What are the relative frequencies of characteristics in two samples of fossils? Statistical comparison with the differences between different populations within a living species can determine whether the differences in frequencies observed in the fossils would be likely to occur within the comparison species. Such comparisons can be extended to the differences between the sexes of a living species to test whether sexual dimorphism accounts for differences between fossils (Lee 1999).
How do morphological features covary? If one fossil sample has a high incidence of several features that are absent or at low frequency in another sample, this supports the hypothesis that the two samples represent different species. With samples of sufficient size, say, 10 individuals or more, paleontologists can even estimate the maximum level of gene flow consistent with the morphological differences, and thereby frame a test of the hypothesis of different species in solid evolutionary terms (Hawks and Wolpoff 2001).
Do samples represent change over time? Sometimes paleontologists can use different populations from living species to evaluate likelihood that certain kinds of changes might occur over time. The best comparisons are with large samples of fossils that represent long spans of time, however. Although the evolutionary process is in ways unique for each species, analyses of the rate and level of changes in other species provide the most powerful tests of species hypotheses available in studying the past.

References:

Eldredge N, Cracraft J. 1980. Phylogenetic patterns and the evolutionary process: Method and theory in comparative biology. New York: Columbia University Press.

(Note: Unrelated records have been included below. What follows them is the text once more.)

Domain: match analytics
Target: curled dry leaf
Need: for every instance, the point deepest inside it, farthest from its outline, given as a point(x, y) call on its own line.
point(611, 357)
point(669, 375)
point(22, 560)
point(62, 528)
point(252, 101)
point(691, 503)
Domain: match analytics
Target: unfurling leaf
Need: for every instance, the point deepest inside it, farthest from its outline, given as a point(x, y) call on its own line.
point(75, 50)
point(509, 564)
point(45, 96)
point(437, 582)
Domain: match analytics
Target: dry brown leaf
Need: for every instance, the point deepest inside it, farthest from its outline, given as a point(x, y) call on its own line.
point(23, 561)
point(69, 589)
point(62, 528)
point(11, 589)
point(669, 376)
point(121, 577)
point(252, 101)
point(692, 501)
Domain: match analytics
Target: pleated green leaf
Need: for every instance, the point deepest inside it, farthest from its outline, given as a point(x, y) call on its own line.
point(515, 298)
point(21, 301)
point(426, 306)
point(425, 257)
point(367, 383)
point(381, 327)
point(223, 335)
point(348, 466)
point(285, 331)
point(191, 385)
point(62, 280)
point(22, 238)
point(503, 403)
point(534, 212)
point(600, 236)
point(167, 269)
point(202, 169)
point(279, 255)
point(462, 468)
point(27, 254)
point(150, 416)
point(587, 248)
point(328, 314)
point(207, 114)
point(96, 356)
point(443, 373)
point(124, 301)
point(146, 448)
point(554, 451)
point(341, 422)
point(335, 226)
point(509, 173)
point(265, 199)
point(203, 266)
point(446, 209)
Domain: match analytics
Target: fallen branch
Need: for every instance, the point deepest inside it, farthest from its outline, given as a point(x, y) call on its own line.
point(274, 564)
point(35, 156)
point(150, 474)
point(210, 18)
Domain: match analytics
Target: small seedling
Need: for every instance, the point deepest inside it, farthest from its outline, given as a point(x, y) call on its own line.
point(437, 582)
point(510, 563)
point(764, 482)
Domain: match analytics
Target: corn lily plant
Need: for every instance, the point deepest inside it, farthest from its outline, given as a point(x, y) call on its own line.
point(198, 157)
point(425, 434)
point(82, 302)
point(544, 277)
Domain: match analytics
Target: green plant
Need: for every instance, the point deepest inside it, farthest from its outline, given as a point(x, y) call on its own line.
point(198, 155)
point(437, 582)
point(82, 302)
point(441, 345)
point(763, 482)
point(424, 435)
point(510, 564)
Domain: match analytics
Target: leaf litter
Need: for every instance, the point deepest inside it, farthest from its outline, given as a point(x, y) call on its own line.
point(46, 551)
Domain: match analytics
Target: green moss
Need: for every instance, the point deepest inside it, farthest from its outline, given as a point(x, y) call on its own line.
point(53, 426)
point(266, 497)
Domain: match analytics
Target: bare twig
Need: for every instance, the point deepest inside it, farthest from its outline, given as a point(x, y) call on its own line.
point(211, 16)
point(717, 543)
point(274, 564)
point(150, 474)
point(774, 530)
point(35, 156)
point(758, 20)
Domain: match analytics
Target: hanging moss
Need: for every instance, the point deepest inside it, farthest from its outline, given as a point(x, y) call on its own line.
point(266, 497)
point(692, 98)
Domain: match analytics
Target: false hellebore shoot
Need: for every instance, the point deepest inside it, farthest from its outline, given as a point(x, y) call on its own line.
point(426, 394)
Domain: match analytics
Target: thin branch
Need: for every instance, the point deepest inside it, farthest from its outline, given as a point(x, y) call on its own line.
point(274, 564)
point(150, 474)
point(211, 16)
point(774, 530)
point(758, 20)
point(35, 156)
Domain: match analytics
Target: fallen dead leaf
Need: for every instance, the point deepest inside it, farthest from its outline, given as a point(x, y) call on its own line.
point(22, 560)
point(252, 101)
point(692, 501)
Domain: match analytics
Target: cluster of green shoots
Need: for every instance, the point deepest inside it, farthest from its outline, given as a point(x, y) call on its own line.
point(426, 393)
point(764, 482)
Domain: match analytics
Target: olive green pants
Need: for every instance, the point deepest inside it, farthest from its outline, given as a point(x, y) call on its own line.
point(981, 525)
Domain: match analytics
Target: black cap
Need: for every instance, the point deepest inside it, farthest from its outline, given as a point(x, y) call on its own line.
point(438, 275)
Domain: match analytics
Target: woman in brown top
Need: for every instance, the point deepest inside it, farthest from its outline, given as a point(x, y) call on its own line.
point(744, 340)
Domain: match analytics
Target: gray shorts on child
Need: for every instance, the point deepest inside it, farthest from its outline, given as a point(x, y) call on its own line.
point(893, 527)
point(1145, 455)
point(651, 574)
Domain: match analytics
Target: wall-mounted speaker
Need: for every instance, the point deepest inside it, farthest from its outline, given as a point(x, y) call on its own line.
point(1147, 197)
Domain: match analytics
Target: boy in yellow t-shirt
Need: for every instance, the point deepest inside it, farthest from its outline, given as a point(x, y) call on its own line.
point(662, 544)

Hawks J, Wolpoff MH. 2001. The accretion model of Neandertal evolution. Evolution 55:1474-1485. PubMed

Lee SH. 1999. Evolution of human sexual dimorphism: Using assigned resampling method to estimate sexual dimorphism when individual sex is unknown. Ph.D. thesis, University of Michigan.

Mayr E. 1942. Systematics and the origin of species from the viewpoint of a zoologist. New York: Columbia University Press.

Miller JMA. 2000. Craniofacial variation in Homo habilis: An analysis of the evidence for multiple species. Am J Phys Anthropol 112:103-128. PubMed

Wiley EO. 1978. The evolutionary species concept reconsidered. Syst Zool 27:17-26.